The tail end of 2010 saw a lot of acquisitions that solidified the importance of Social media into CRM and contact management systems.
I’ve been test driving Xobni (InBox spelled backwards) and Gist and they both have some great features to increase productivity and customer insight. Knowledge is power. Both deserve a separate software and user review.
For those on vacation in December, you may have heard Xobni was acquired by Cisco, RIM (Blackberry) was in the process of acquiring Gist. And Salesforce.com acquired Etacts for $6 million.

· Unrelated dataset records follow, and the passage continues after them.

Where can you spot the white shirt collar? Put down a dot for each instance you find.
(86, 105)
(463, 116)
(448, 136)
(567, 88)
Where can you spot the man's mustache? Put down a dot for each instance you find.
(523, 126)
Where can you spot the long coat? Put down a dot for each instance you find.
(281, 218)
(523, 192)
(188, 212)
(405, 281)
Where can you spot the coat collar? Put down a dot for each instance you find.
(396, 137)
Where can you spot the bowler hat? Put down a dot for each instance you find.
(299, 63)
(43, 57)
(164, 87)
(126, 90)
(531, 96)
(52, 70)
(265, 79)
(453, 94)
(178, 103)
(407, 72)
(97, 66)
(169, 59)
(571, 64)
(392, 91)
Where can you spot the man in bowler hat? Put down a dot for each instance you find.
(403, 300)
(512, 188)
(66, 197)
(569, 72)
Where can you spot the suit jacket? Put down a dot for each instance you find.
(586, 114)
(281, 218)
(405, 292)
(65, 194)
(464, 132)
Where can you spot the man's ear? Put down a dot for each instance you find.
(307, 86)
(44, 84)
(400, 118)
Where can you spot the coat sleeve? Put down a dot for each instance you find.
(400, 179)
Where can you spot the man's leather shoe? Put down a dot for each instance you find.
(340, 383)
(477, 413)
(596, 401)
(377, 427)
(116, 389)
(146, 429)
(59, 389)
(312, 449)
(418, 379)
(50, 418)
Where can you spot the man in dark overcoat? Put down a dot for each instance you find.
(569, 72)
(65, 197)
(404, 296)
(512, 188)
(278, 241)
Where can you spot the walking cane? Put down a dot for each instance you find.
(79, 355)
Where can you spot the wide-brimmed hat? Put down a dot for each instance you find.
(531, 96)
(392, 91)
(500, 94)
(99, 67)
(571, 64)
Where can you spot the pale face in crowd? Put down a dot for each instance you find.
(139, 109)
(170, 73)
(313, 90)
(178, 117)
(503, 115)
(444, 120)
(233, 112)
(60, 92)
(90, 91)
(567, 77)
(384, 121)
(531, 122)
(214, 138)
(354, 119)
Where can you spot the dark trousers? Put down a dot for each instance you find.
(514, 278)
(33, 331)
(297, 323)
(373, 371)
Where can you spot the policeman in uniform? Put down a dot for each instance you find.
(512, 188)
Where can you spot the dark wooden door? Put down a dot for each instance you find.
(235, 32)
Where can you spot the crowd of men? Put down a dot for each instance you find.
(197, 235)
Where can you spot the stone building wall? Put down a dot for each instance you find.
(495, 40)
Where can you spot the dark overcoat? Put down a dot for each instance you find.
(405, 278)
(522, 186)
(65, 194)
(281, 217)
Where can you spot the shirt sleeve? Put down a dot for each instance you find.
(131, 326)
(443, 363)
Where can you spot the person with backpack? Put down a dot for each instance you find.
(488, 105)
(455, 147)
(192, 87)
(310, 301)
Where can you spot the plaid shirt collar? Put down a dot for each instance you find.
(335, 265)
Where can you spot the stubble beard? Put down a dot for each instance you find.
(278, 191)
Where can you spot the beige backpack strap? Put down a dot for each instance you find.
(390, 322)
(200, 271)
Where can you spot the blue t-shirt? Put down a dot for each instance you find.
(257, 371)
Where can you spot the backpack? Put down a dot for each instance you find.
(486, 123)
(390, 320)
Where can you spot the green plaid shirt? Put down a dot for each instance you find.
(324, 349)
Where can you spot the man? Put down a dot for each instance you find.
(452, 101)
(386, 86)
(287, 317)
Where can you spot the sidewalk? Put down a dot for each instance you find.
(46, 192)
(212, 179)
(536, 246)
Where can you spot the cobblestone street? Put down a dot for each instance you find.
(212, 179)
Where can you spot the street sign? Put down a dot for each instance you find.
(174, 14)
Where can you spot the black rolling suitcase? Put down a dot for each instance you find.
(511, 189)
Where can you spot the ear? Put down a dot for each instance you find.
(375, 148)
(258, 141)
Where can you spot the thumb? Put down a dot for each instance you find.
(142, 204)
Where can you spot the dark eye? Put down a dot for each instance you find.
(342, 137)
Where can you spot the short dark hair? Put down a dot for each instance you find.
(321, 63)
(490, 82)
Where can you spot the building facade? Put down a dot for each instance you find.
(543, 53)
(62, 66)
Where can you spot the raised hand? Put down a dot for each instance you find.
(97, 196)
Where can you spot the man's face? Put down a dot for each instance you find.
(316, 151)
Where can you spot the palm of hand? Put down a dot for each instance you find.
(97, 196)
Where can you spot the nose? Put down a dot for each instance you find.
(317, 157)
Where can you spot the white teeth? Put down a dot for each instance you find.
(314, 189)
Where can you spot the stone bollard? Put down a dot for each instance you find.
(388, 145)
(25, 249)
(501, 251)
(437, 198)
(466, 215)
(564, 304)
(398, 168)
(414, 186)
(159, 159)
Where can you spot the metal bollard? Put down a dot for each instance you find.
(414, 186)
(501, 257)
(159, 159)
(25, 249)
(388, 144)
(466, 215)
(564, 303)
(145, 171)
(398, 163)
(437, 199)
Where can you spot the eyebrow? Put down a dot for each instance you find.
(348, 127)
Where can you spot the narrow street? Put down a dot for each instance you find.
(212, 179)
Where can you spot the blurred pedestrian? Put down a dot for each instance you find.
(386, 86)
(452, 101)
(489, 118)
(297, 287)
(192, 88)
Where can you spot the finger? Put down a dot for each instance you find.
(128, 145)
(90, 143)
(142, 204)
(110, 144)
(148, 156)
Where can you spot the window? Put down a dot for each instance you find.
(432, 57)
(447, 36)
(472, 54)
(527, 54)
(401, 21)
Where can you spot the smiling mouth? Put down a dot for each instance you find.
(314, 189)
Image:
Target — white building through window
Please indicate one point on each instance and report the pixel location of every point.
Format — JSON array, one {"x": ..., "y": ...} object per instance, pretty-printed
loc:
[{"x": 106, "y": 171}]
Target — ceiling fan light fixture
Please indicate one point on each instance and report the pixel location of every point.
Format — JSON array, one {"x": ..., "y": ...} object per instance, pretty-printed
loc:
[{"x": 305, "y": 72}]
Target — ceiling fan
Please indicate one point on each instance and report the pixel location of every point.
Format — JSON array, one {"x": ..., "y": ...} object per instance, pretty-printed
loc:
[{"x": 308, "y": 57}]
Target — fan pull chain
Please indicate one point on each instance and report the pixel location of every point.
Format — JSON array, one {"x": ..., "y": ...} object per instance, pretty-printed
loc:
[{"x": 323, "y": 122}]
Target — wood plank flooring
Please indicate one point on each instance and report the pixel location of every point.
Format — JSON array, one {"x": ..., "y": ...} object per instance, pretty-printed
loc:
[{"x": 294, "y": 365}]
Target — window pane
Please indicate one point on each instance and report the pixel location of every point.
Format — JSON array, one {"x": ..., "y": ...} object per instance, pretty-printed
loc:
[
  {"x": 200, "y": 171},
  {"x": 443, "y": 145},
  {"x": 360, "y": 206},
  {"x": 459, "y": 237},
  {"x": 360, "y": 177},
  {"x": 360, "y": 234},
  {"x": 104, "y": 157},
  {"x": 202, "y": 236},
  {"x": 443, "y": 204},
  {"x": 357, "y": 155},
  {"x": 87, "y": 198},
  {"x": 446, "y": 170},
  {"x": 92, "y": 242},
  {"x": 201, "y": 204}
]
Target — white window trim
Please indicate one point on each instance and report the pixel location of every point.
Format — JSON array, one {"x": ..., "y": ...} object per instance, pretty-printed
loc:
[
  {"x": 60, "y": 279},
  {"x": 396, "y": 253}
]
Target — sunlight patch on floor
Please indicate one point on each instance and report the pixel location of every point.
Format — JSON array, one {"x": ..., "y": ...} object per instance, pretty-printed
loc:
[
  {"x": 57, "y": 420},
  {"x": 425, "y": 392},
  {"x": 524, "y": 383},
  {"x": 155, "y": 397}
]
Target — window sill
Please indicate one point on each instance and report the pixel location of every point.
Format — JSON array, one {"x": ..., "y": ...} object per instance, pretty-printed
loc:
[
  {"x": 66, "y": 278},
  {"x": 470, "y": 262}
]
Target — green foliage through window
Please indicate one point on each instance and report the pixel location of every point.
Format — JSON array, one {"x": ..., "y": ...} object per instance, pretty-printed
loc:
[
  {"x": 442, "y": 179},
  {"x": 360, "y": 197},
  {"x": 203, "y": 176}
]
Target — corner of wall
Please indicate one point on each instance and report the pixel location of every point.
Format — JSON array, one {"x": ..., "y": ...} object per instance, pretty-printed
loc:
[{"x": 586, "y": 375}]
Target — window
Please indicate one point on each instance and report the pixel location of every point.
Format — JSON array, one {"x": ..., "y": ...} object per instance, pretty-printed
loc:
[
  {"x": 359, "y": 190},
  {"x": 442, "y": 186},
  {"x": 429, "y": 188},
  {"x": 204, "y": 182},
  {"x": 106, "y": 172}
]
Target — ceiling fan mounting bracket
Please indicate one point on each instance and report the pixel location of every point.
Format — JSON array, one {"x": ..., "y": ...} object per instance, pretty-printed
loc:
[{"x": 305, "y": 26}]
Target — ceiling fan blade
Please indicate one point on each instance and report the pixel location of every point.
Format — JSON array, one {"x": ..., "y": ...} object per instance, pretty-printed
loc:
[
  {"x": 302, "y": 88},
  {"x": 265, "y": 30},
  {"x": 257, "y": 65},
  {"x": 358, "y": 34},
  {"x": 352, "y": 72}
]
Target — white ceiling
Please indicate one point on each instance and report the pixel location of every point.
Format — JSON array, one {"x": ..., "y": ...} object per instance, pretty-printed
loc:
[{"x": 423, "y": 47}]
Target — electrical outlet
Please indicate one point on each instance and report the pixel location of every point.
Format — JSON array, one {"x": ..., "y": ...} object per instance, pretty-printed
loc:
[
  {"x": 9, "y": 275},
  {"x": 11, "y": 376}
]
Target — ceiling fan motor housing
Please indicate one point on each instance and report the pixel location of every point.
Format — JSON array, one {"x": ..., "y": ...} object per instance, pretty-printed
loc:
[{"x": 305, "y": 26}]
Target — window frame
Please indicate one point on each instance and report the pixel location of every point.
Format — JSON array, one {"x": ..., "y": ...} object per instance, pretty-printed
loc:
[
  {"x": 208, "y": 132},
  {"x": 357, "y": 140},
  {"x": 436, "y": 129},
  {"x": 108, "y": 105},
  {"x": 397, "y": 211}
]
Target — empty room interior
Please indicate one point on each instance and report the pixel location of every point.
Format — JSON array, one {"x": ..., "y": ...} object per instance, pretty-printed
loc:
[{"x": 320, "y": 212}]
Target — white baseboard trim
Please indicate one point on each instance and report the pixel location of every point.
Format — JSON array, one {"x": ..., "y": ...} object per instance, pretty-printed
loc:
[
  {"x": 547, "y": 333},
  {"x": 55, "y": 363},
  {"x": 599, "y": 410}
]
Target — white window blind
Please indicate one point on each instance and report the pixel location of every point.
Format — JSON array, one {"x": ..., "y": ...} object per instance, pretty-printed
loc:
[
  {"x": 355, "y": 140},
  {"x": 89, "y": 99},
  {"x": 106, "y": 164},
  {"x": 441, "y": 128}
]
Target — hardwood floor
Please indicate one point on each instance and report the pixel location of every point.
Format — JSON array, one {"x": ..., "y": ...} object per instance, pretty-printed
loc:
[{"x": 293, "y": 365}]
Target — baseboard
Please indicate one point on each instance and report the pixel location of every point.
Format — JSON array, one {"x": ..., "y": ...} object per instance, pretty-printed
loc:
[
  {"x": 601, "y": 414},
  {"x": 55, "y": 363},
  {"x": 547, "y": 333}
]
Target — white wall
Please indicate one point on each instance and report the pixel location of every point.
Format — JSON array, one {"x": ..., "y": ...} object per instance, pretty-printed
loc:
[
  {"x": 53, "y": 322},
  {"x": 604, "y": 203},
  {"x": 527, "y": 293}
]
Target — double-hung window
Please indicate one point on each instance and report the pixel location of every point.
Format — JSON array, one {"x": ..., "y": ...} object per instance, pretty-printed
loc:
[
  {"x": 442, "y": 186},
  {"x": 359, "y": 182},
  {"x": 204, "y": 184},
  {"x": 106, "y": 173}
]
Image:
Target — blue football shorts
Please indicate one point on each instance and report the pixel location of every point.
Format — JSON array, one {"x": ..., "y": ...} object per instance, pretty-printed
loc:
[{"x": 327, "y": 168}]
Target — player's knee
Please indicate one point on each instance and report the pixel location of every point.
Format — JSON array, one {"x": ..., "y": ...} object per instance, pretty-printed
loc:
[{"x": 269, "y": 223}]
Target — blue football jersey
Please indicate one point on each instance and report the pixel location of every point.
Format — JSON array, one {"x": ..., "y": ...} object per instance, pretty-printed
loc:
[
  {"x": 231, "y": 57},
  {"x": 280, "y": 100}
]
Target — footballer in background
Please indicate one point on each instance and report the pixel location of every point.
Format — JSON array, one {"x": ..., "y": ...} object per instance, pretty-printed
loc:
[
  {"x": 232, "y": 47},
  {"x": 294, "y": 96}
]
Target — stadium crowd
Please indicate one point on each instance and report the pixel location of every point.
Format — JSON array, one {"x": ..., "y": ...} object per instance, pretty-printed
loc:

These applications pull contact profile data from public social networks (LinkedIn, Facebook, Twitter, etc.) and displays it in the email client. Some include a photo so you can “see” the contact. I never met most of my contacts in person, so it was a big surprise to see their image. Good or bad is up to you to interpret.
Thus you can classify this as a “Social CRM” with the following features:
- The history of conversations
- How many days has elapsed since the last contact
- How often you used to communicate with this person
- How many emails you communicated with this person
You can even say this can transform your email client (Outlook, Gmail, Google Apps, etc.) into a “poor man’s CRM” or “poor person’s CRM”.
But one of the greatest asset of Etacts was the built-in plugin EmailOracle (no relation to Larry’s Oracle) with Gmail. The plugin lets you know whether the recipient has read the message, and if they have not responded. Corporate Outlook users are familiar with this feature, but Outlook to external users can turn this feature off. Thus you can set reminders to call back or email for this particular user.
It will take a while before all clients are supported, as well as all browsers. Expect support for iPhone, Android phones, and Blackberries in 2011.
Email isn’t going to die anytime soon, but watch for more integration with the Social media giants in 2011.
The address book will never be the same again.